Celebramos a morte, ressurreição e assunção da Virgem Maria.
Alguns talvez se assustem com a afirmação por serem da opinião de que a Virgem Santíssima não morreu, mas apenas "dormiu".
Podemos, no entanto, afirmar com certeza que a Igreja ensina e sempre
ensinou que a Virgem Maria morreu. Foi somente a partir do século XIX,
com a definição da Imaculada Conceição, que alguns teólogos começaram a
especular o contrário. Pio XII, não querendo interferir na recente
polêmica, não "definiu" a questão da morte de Nossa Senhora. No entanto,
o próprio Papa Pio XII, na própria Constituição Apostólica em que
define o dogma da Assunção, Munificentissimus Deus, afirma muitas vezes
este ensinamento tradicional (cf. algumas citações abaixo).

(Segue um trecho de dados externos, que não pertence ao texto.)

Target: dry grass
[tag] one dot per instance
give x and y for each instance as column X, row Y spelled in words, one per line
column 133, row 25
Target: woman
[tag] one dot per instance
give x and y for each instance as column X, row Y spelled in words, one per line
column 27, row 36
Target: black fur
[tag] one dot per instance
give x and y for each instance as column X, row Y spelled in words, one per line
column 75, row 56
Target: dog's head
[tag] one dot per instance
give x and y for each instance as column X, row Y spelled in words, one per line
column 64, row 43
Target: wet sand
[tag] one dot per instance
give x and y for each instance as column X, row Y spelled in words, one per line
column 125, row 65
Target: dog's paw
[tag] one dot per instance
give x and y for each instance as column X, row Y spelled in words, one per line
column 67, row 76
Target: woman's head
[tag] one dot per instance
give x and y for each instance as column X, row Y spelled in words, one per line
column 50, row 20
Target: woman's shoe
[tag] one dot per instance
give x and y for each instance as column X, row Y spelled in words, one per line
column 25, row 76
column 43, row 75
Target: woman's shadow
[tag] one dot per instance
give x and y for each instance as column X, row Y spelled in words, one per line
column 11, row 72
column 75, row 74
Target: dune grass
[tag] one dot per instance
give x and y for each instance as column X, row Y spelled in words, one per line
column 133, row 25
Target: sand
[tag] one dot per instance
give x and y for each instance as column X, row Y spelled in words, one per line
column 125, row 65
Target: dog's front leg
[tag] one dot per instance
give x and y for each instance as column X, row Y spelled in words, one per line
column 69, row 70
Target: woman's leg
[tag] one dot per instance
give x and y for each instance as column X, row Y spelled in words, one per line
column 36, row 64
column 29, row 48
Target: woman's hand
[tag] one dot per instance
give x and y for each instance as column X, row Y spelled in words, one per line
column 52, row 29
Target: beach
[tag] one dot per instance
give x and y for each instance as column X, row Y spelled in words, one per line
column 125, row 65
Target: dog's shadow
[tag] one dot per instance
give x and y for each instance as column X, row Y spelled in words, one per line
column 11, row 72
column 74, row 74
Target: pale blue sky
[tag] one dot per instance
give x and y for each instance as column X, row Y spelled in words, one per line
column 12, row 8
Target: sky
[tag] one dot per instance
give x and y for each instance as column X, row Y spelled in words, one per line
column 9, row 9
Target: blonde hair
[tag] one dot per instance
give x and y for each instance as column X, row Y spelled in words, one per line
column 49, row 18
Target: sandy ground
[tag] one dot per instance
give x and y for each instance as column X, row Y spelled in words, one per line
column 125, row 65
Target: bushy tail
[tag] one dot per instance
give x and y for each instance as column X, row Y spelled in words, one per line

Assim, da mesma forma como Deus mostraria ao longo da história a
predileção para com muitos de seus santos através do milagre dos "corpos
incorruptos", ele também manifestou o amor singular para com a Virgem
santíssima preservando-a da corrupção do sepulcro com sua ressurreição e
assunção aos céus.
Mas, não é a morte uma consequência do pecado original? A morte de Nossa
Senhora não foi uma consequência do pecado original, mas somente da
natureza humana como tal. Adão e Eva, no paraíso, eram imortais! Mas não
por sua própria natureza. A imortalidade de nossos primeiros Pais era
um privilégio especial (dom preternatural). Maria, assim como seu Filho
Jesus, possuía um corpo com todas as características da fragilidade de
nossa condição humana.
Qual, então, teria sido a causa da morte de nossa Mãe Santíssima? A tradição nos fala de uma "morte de amor" (cf. São Francisco de Sales, Tratado do Amor de Deus, livro 7, cap. 13-14; Santo Afonso, Glórias de Maria).
Existem almas que, no momento de sua morte, não estão somente em estado
de graça, ou seja, "no amor" de Deus, mas experimentam um tal amor ao
mesmo tempo calmo e tão intenso que atrai a alma, que se encontra
"madura para o céu", afastando-a do seu corpo. é isto que se entende por
morte "de amor".
Trata-se de uma afirmação que pode ser facilmente corroborada pelo
testemunho dos santos que alcançaram um grande progresso no amor de
Deus. O próprio São Paulo nos recorda: "Meu desejo é partir dessa vida e estar com Cristo, e isso é muito melhor" (Fil 1, 23). "Preferimos deixar a mansão deste corpo, para irmos morar junto do Senhor" (2 Cor 5, 8).
Assim, a Assunção da Santíssima Virgem não é apenas uma grande sinal do
amor de Deus por nossa Mãe, mas é também um exemplo de amor de nossa Mãe
por Deus.
Caberia perfeitamente nos lábios da Virgem em seus dias aqui na terra,
após a Ascenção do Senhor, aquela poesia de Santa Teresa D'Ávila:
"Vivo sem viver em mim,
E tão alta vida espero,
Que morro porque não morro."
Citações da const. apost. Munificentissimus Deus do servo de Deus, Papa Pio XII (01/11/1950).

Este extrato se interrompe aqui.